É sempre um prazer reproduzir aqui a coluna semanal de Alberto Gonçalves, publicada aos sábados no Observador,
desta vez se referindo às eleições brasileiras, com deputadas
portuguesas ("caseiras", diz ele) caindo no ridículo #EleNão, que atraiu
até a obamo-hillarysta Madonna. Divirtam-se com este excelente texto, à
portuguesa:
Acto I
O momento redentor da semana foi a fotografia, ampla e merecidamente
divulgada, de um conjunto de deputadas caseiras em protesto. Dado que o
protesto de parlamentares de partidos que ou estão no governo ou
influenciam o governo não faz muito sentido, as deputadas resolveram
protestar contra os acontecimentos internos de um país estrangeiro. No
caso, o Brasil. O facto de isso fazer ainda menos sentido não perturbou
as senhoras, que interromperam o expediente para posar para o boneco com
slogans a recusar a candidatura de um sujeito às presidenciais de lá,
ao que sei legalíssima. Ou seja, enquanto as autoridades brasileiras
aceitam o sujeito, dúzia e meia de ociosas portuguesas não pactuam com
tamanho escândalo e desabafam através de “hashtags” (uns gatafunhos
precedidos por um “#”). Ignoro se, de agora em diante, as ociosas
tencionam emitir sentenças acerca de todas as eleições a realizar no
planeta. Se tencionarem, avisem que tem piada.
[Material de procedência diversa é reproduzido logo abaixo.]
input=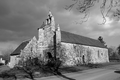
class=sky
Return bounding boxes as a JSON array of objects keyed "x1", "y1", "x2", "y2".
[{"x1": 0, "y1": 0, "x2": 120, "y2": 51}]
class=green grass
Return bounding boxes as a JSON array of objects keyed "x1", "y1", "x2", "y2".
[{"x1": 0, "y1": 62, "x2": 120, "y2": 80}]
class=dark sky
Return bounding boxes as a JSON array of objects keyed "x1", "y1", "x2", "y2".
[{"x1": 0, "y1": 0, "x2": 120, "y2": 50}]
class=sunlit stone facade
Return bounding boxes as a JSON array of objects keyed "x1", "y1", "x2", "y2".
[{"x1": 9, "y1": 12, "x2": 109, "y2": 67}]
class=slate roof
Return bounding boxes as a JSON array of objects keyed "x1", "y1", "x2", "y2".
[
  {"x1": 11, "y1": 31, "x2": 106, "y2": 56},
  {"x1": 61, "y1": 31, "x2": 106, "y2": 48},
  {"x1": 10, "y1": 40, "x2": 29, "y2": 56}
]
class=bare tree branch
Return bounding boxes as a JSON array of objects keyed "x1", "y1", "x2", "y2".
[{"x1": 66, "y1": 0, "x2": 120, "y2": 24}]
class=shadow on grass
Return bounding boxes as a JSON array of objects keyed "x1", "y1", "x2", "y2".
[
  {"x1": 60, "y1": 67, "x2": 83, "y2": 73},
  {"x1": 114, "y1": 70, "x2": 120, "y2": 74}
]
Aliás, tem imensa piada. A fotografia, a que vale a pena regressar e
que vale a pena contemplar, é um mimo. Dentro de São Bento, presume-se,
algumas deputadas exibem o rosto fechado (porque a hora é grave). Outras
riem desalmadamente (porque a gravidade é descontraída). Algumas
levantam cartazes. Outras não tiveram direito a cópia. Quase todas
parecem vestidas pelo costureiro dos UHF. Todas parecem estar ali de
livre vontade. E eu agradeço-lhes a coragem.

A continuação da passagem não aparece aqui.